2. I now argue that even if we take Peter together with his properties he cannot be the truthmaker of *Peter is hungry,* *Peter is sunburned,* etc. It is widely agreed that if T makes true *p,* then *T exists* entails **p* is true.** (As before, asterisks around an indicative sentence form a name of the Fregean proposition expressed by the sentence.) Truthmaking is a form of broadly logical necessitation. So if Peter by himself is the truthmaker of *Peter is sunburned,* then in every possible world in which Peter exists, the proposition will be true. But surely this proposition is not true in every world in which Peter exists: being sunburned is an accidental property of Peter. Therefore, Peter by himself is not the truthmaker of such accidental propositions as *Peter is sunburned.*
3. So even if we take Peter together with all his intrinsic properties, he still cannot function as truthmaker of *Peter is sunburned,* etc. He cannot, because there are possible worlds in which Peter exists, but *Peter is F* (where 'F' picks out an accidental property) is false. But what if we 'assay' Peter as a concrete state of affairs (not to be confused with a Chisholmian-Plantingian abstract state of affairs) along the lines of a Bergmannian or Armstrongian ontology? Take the conjunction of all of Peter's intrinsic properties and call that conjunction K. What is left over is the individuating element in Peter, call it a. We can then think of Peter as the state of affairs or fact of a's being K. Included within this maximal state of affairs are various submaximal states of affairs such as a's being F, where 'F' picks out an accidental property. We can then say that Peter, as a concrete maximal state of affairs which includes the submaximal state of affairs of Peter's being sunburned, is the truthmaker of *Peter is sunburned.*
This, indeed, is my 'official' line, the line I took in my book on existence. For reasons I can't go into now, I assayed ordinary particulars are concrete states of affairs. But many philosophers will balk at this. Barry Miller, for instance, if I rightly recall, told me that it is a category mistake to think of ordinary particulars as states of affairs. I see his point, but it is hardly compelling. Be that as it may, I have been assuming in these posts on truthmaking that ordinary particulars are not states of affairs.

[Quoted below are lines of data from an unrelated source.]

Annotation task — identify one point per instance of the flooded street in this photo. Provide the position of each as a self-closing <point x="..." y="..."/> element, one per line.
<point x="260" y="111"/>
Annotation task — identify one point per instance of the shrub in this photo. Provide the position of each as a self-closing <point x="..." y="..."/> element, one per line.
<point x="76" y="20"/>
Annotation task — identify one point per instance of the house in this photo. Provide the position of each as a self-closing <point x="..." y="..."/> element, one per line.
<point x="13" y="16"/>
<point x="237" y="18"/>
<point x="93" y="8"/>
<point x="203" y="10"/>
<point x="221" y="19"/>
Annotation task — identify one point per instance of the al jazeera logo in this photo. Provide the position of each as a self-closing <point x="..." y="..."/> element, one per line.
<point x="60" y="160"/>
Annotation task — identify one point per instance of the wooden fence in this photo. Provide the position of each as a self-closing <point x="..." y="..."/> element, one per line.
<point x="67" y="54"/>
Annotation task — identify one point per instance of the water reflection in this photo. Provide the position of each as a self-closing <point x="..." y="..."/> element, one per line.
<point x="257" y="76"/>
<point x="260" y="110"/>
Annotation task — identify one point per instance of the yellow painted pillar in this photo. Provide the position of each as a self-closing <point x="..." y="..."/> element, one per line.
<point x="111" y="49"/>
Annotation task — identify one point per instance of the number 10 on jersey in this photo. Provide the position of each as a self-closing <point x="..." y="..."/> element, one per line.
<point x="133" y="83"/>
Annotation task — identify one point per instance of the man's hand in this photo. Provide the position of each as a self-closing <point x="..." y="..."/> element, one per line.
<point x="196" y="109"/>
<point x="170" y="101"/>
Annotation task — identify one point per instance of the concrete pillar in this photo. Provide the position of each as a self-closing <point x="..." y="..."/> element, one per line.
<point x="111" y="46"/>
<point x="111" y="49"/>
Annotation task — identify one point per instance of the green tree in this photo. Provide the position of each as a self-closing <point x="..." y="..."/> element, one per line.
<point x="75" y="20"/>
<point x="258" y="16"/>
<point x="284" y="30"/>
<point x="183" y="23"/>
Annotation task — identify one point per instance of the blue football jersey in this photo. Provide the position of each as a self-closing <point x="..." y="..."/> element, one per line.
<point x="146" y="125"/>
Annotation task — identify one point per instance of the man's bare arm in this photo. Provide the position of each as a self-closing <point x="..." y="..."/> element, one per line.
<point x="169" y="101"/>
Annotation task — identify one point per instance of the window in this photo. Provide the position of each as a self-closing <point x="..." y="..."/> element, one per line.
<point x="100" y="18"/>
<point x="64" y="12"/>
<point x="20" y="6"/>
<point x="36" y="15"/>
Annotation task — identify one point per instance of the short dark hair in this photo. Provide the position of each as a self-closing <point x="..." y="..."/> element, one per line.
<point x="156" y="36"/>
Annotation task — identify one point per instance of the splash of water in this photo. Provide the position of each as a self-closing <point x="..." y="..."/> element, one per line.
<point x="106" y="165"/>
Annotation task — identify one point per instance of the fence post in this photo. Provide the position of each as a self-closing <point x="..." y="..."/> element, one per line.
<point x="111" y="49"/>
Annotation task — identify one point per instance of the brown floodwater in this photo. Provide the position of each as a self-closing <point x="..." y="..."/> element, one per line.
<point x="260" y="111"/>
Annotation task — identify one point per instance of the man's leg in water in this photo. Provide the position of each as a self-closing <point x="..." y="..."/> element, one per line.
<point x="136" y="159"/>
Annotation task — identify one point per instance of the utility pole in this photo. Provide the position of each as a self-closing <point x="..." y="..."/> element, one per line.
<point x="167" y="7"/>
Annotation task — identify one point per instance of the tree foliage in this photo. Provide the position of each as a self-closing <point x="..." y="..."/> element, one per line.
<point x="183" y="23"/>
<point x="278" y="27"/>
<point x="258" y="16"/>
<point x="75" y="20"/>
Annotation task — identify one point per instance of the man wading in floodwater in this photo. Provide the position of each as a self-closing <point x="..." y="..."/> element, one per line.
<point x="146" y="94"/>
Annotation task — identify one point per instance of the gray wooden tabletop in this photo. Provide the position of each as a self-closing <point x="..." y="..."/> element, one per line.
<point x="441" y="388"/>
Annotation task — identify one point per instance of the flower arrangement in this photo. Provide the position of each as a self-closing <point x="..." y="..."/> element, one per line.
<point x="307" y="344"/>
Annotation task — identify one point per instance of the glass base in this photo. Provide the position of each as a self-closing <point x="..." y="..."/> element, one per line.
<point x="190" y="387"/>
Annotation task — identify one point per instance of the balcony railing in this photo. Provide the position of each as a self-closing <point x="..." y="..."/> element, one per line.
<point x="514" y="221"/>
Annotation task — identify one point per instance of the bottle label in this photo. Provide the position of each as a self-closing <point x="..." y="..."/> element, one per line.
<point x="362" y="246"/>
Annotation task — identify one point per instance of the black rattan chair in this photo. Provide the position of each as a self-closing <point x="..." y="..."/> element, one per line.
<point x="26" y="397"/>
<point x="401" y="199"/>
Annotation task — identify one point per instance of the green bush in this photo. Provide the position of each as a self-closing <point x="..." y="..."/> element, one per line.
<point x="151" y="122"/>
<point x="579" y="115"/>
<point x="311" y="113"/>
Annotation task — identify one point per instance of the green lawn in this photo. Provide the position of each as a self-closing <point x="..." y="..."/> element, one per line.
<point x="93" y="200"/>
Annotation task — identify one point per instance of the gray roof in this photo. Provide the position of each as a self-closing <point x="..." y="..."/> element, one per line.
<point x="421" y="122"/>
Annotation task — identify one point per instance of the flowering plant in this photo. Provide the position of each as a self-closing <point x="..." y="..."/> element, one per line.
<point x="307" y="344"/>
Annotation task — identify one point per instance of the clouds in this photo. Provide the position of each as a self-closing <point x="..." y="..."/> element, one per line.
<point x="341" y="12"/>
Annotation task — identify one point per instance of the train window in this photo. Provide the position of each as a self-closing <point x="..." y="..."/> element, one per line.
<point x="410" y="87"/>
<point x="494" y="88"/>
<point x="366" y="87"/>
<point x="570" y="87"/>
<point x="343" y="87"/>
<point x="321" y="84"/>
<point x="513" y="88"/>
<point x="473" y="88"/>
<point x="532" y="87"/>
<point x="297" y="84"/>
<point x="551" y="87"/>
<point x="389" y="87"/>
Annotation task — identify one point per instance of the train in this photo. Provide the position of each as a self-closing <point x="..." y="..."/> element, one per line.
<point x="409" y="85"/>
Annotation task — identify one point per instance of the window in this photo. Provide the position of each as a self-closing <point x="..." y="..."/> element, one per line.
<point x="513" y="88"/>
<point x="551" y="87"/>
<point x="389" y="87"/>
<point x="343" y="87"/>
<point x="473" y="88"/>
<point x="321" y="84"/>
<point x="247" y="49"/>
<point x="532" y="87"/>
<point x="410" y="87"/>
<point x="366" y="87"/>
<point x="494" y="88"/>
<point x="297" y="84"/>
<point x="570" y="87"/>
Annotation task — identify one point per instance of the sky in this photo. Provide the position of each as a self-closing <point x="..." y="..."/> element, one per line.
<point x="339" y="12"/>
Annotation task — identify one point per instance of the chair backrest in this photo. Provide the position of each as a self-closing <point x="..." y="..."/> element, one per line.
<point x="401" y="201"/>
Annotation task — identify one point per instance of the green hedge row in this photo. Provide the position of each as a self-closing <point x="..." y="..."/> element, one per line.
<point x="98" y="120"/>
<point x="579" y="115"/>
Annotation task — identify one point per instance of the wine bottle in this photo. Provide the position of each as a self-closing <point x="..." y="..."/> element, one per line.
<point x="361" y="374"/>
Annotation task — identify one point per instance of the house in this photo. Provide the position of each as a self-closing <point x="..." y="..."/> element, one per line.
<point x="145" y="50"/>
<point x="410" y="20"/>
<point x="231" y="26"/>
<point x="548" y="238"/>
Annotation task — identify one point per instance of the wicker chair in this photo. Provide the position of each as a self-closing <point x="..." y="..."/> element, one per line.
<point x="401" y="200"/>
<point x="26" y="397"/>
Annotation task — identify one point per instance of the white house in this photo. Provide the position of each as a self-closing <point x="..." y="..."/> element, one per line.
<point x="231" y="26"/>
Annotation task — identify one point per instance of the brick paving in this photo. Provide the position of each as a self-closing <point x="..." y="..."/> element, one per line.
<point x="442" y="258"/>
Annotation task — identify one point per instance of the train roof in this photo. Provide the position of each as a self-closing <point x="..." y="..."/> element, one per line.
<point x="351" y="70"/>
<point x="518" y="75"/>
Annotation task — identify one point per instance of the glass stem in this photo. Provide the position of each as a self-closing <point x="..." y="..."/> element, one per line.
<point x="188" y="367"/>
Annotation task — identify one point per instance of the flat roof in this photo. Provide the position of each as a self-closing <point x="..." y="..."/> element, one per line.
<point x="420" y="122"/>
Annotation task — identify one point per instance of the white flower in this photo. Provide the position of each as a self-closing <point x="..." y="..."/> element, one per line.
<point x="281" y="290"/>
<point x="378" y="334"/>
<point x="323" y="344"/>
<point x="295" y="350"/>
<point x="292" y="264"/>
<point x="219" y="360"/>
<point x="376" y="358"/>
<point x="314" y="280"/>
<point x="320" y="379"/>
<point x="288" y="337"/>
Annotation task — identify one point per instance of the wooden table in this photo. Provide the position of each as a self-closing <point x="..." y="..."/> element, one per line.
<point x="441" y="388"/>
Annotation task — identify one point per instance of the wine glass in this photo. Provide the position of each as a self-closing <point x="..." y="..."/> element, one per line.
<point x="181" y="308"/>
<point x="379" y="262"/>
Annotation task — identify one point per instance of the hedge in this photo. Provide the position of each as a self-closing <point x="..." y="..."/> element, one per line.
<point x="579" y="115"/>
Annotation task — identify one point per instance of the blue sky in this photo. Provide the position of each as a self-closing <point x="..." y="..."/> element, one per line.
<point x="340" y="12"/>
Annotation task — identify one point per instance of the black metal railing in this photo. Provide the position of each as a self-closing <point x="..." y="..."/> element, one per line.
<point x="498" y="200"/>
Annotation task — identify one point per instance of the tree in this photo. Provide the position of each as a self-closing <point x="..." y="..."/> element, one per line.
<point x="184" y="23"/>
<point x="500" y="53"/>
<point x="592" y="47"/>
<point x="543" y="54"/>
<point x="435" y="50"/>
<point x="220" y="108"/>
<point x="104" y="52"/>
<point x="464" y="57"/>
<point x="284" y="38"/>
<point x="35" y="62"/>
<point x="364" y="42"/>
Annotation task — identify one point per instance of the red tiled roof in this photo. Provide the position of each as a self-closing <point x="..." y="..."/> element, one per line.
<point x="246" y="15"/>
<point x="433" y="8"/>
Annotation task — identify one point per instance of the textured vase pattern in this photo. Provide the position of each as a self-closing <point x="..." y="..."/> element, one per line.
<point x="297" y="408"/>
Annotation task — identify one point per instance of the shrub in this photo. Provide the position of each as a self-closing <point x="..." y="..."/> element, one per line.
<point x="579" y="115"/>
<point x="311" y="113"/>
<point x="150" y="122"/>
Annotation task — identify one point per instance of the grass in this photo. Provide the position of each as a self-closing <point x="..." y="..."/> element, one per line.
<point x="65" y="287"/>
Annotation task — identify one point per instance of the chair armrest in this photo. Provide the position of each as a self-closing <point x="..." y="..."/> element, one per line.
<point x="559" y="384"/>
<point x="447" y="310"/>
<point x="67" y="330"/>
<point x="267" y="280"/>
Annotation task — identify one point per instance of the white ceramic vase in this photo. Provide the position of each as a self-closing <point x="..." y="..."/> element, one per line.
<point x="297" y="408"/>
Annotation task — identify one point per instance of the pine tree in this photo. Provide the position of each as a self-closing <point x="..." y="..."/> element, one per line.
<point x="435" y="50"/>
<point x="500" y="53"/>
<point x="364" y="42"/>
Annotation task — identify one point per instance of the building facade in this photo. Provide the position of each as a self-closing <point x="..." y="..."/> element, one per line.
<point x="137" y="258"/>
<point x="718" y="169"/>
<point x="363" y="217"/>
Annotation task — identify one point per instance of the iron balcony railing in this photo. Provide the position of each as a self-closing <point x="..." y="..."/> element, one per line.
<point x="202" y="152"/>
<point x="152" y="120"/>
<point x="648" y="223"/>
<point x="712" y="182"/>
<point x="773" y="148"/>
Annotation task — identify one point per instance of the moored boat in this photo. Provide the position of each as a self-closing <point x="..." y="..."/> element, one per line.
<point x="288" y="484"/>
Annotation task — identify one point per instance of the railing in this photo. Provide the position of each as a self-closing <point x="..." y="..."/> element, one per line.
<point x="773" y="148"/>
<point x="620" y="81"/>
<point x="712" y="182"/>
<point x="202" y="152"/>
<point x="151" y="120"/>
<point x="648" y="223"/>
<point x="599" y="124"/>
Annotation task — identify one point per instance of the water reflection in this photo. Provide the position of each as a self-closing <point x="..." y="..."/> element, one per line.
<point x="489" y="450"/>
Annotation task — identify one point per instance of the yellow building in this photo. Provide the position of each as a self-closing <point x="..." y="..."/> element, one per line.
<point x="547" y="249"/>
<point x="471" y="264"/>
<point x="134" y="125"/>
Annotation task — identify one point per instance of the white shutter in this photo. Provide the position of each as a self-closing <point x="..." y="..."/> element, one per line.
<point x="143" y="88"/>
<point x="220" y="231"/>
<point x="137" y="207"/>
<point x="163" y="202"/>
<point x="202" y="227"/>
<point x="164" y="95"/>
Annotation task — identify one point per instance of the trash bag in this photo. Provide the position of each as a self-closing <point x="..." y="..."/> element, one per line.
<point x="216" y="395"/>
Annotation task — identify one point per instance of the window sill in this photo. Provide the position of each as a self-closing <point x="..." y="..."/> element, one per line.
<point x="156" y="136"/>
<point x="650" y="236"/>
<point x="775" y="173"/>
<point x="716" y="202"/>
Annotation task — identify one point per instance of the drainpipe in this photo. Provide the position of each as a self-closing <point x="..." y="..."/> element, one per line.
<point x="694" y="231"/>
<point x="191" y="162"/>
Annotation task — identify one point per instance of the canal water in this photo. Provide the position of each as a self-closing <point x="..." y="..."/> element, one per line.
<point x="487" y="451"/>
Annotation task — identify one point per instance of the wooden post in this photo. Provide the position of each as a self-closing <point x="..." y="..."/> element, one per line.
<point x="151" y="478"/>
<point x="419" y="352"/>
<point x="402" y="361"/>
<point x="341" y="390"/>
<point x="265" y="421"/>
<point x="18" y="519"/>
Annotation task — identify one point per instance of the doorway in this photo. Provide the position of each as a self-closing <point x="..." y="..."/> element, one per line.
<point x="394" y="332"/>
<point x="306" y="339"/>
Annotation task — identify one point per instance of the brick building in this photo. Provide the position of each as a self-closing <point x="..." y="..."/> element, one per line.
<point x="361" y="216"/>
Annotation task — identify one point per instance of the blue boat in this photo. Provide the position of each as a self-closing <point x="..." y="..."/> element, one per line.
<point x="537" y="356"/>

And so I say to Alan Rhoda, if ordinary particulars are not concrete states of affairs, then such particulars, by themselves, cannot function as truthmakers for accidental predications about them. The reason was given above in #2. Only if an ordinary particular or concrete individual has a proposition-like structure, only if it is a concrete state of affairs or something like one, can it function as truthmaker of accidental predications about it.
4. To sum up. Rhoda and I agree that bare or thin particulars cannot serve as truthmakers for accidental predications. And it may be that we are also in agreement if he goes along with the Bergmannian-Armstrongian ontological assay of ordinary spatiotemporal particulars as concrete states of affairs. But I do disagree with him if he thinks that ordinary particulars, not so assayed, can function as truthmakers of accidental predications.